Quel silence ?
Jacques Chopineau
Bulletin n°12 – Silence
Introduction
Le silence est devenu une denrée rare. Notre monde est un monde bruyant. Surtout dans les aglomérations de nos sociétés dites civilisées. Depuis l’enfance, le bruit est un environnement familier. Radio, télévision, disques, circulation automobile… pour ne rien dire de ce déluge sonore que sont les boites ou encore ces « parties » prisées par des bandes de jeunes.
Grâce à la puissance des appareils, l’abondance devient surabondance. « Toujours plus » est la règle. Pour ceux qui se souviennent de cette époque lointaine : Les premiers électrophones avaient un amplificateur de 0,35 milliwatts. Ils suffisaient alors pour sonoriser une pièce. Tout comme, jadis, un simple clavicorde pouvait accomplir la même fonction.
De nos jours, la moindre petite chaîne de domicile a une puissance beaucoup plus grande. Il faut une augmentation considérable de puissance pour sonoriser la même pièce. Naturellement, des progrès ont été accomplis dans la qualité de la reproduction du son et dans l’acoustique.
Mais, dans tous les cas, le volume du son dépend directement de la puissance (proportion logarithmique : cent fois plus de puissance pour produire deux fois plus de volume sonore). Cette puissance n’est pas comparable avec ce qui était –autrefois- considéré comme suffisant.

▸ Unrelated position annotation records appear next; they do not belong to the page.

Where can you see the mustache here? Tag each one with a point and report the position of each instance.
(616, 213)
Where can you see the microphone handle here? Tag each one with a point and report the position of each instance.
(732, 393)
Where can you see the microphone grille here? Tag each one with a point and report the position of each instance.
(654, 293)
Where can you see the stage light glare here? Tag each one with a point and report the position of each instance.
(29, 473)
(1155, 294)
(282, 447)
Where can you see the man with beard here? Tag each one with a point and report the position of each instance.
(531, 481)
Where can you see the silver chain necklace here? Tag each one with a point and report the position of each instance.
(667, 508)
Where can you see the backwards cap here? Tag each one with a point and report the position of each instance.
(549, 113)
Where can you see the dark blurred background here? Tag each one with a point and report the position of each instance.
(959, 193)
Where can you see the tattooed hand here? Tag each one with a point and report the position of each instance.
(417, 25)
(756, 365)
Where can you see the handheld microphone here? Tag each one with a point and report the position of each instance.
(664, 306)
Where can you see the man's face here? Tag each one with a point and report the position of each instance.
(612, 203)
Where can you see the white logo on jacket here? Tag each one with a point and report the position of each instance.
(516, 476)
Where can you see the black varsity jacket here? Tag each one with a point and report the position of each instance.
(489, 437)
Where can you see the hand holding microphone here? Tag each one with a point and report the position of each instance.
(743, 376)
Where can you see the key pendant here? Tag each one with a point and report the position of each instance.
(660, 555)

En sorte que le son naturel du clavicorde risque –non amplifié- de n’être pas audible par une oreille habituée à un grand nombre de décibels. Il faudra beaucoup de volume sonore pour que les oreilles futures puissent y être sensibles. Quelle sera l’oreille de nos descendants ?
Il se trouve que des zones de silence, des moments de silence, sont indispensables pour que se constitue une vie spirituelle. Le bruit peut animer les corps, mais l’esprit ne respire que dans le silence. Grand fleuve ne fait pas de bruit.

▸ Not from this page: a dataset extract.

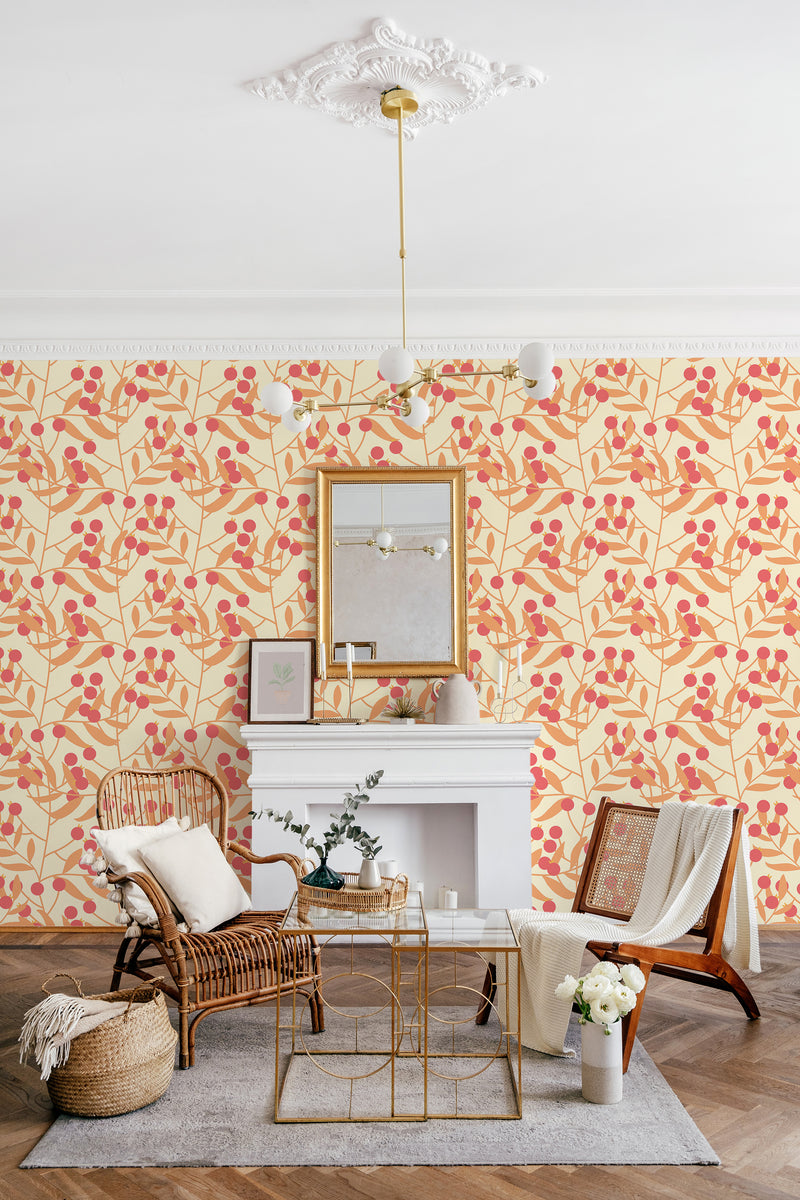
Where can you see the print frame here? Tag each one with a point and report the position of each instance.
(281, 689)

Aucune forme de spiritualité ne peut se développer sans espaces de silence. Or le silence est rare dans la vie actuelle. En certains lieux d’ailleurs, le bruit atteint des niveaux sonores prodigieux –interdisant même toute pensée…
Cette musique met en mouvement les corps et emprisonne la pensée. La parole même est soumise au bruit. Beaucoup de jeunes, en particulier, semblent rechercher ce bruit qui les met en mouvement. Le silence est ennuyeux en ce qu’il ne les anime pas.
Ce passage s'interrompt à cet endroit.